Dovendo trovare una parola che esprime bene il valore e l'eccezionalità della pittura di Simona Weller opterei per la gioia, così raramente presente nella contemporaneità e che si addice a questa ricerca di orizzonti luminosi, di spazi del vento, di cicliche vicende solari, di ondulate sonorità. A patto però che non si confonda la gioia con la spensieratezza e la supina accettazione del presente. Molto bene ha colto la profondità di questa gioia che non ignora, dove rinuncia al colore, la cruda ciclicità e la morte un grande poeta come Elio Pecora: Parole che parlano foglie, / nubi, paludi. / Dentro stretti alfabeti / il mare, la morte. / l'A della attesa, / l'U dello stupore... E parli, ma dentro una rete / di azzurri-verdi-viola, / di gialli assolati, di rossi: / in essi il grido, il sussurro / l'annuncio tardo, segreto, / lo scarno saluto, l'inizio / di un mai concluso discorso.
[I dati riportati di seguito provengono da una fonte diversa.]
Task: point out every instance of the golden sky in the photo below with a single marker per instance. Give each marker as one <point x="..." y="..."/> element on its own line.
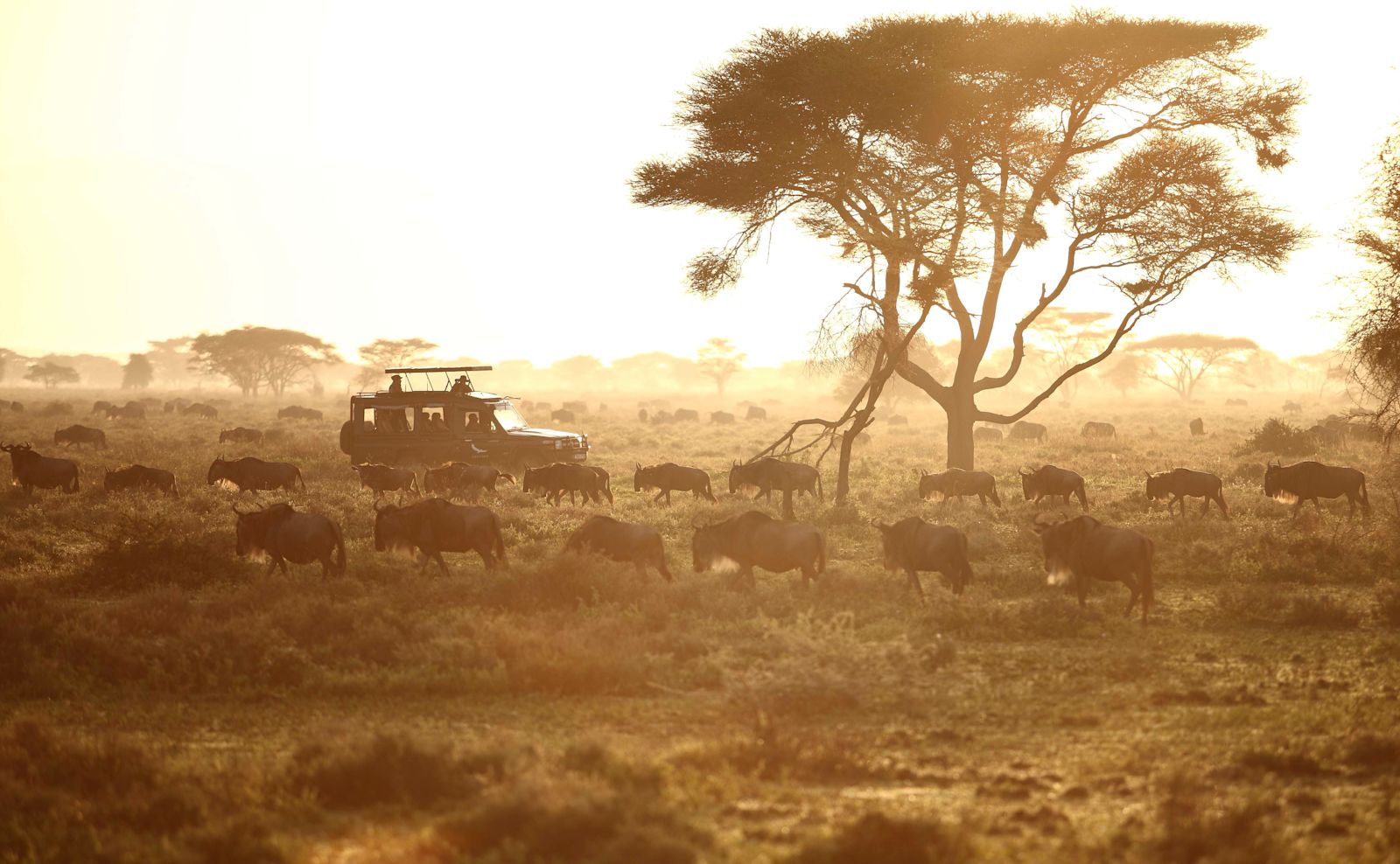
<point x="457" y="171"/>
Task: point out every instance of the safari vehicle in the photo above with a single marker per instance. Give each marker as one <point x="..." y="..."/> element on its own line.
<point x="434" y="425"/>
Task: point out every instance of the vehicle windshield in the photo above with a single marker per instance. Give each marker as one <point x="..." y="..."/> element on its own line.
<point x="508" y="417"/>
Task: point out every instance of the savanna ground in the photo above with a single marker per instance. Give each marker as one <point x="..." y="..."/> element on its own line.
<point x="163" y="700"/>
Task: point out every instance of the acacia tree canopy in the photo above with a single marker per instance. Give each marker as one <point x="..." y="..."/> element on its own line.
<point x="942" y="149"/>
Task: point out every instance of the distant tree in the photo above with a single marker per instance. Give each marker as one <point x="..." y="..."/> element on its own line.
<point x="137" y="373"/>
<point x="1185" y="359"/>
<point x="396" y="352"/>
<point x="51" y="375"/>
<point x="252" y="359"/>
<point x="720" y="359"/>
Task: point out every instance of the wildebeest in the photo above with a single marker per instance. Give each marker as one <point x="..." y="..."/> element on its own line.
<point x="252" y="474"/>
<point x="1024" y="429"/>
<point x="769" y="474"/>
<point x="557" y="478"/>
<point x="1082" y="548"/>
<point x="1311" y="480"/>
<point x="79" y="434"/>
<point x="458" y="478"/>
<point x="385" y="478"/>
<point x="669" y="477"/>
<point x="436" y="526"/>
<point x="284" y="534"/>
<point x="298" y="413"/>
<point x="622" y="541"/>
<point x="242" y="435"/>
<point x="1049" y="481"/>
<point x="756" y="539"/>
<point x="1180" y="484"/>
<point x="34" y="471"/>
<point x="140" y="477"/>
<point x="914" y="544"/>
<point x="956" y="483"/>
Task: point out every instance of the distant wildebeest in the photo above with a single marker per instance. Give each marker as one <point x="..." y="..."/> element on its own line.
<point x="756" y="539"/>
<point x="298" y="413"/>
<point x="1180" y="484"/>
<point x="623" y="541"/>
<point x="669" y="477"/>
<point x="1306" y="481"/>
<point x="436" y="526"/>
<point x="956" y="483"/>
<point x="284" y="534"/>
<point x="552" y="481"/>
<point x="462" y="480"/>
<point x="242" y="436"/>
<point x="1024" y="429"/>
<point x="77" y="435"/>
<point x="252" y="474"/>
<point x="385" y="478"/>
<point x="1049" y="481"/>
<point x="914" y="546"/>
<point x="767" y="474"/>
<point x="140" y="477"/>
<point x="34" y="471"/>
<point x="1082" y="548"/>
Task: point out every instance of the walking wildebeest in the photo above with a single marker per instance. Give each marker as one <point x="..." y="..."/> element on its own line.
<point x="242" y="435"/>
<point x="1049" y="481"/>
<point x="669" y="477"/>
<point x="252" y="474"/>
<point x="622" y="541"/>
<point x="385" y="478"/>
<point x="140" y="477"/>
<point x="458" y="478"/>
<point x="564" y="477"/>
<point x="284" y="534"/>
<point x="32" y="471"/>
<point x="756" y="539"/>
<point x="77" y="434"/>
<point x="1311" y="480"/>
<point x="956" y="483"/>
<point x="436" y="526"/>
<point x="914" y="544"/>
<point x="1024" y="429"/>
<point x="1082" y="548"/>
<point x="1180" y="484"/>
Ho visitato periodicamente, ad intervalli di decenni gli studi in cui la Weller dipinge e adesso che entrambi abbiamo scelto Calcata come stabile soggiorno, assai più spesso accedo alla sua officina per godere anch'io, amante della natura, della linea curva, delle foglie, del vento e del movimento delle acque e del fuoco, ma anche delle virgole, dei punti e dei punti e virgole disoccupati, di questa sua capacità di raccontarsi e di raccontare emozioni, sentimenti che al cospetto dei suoi quadri tornano a galla da dentro le proprie radici. Perché uno dei pregi dell'arte è proprio quello di nascere da una esasperata soggettività e privatezza per poi generare una magnifica intesa aperta a chi bussa alla porta dell'artista, con la volontà di ascoltare in silenzio.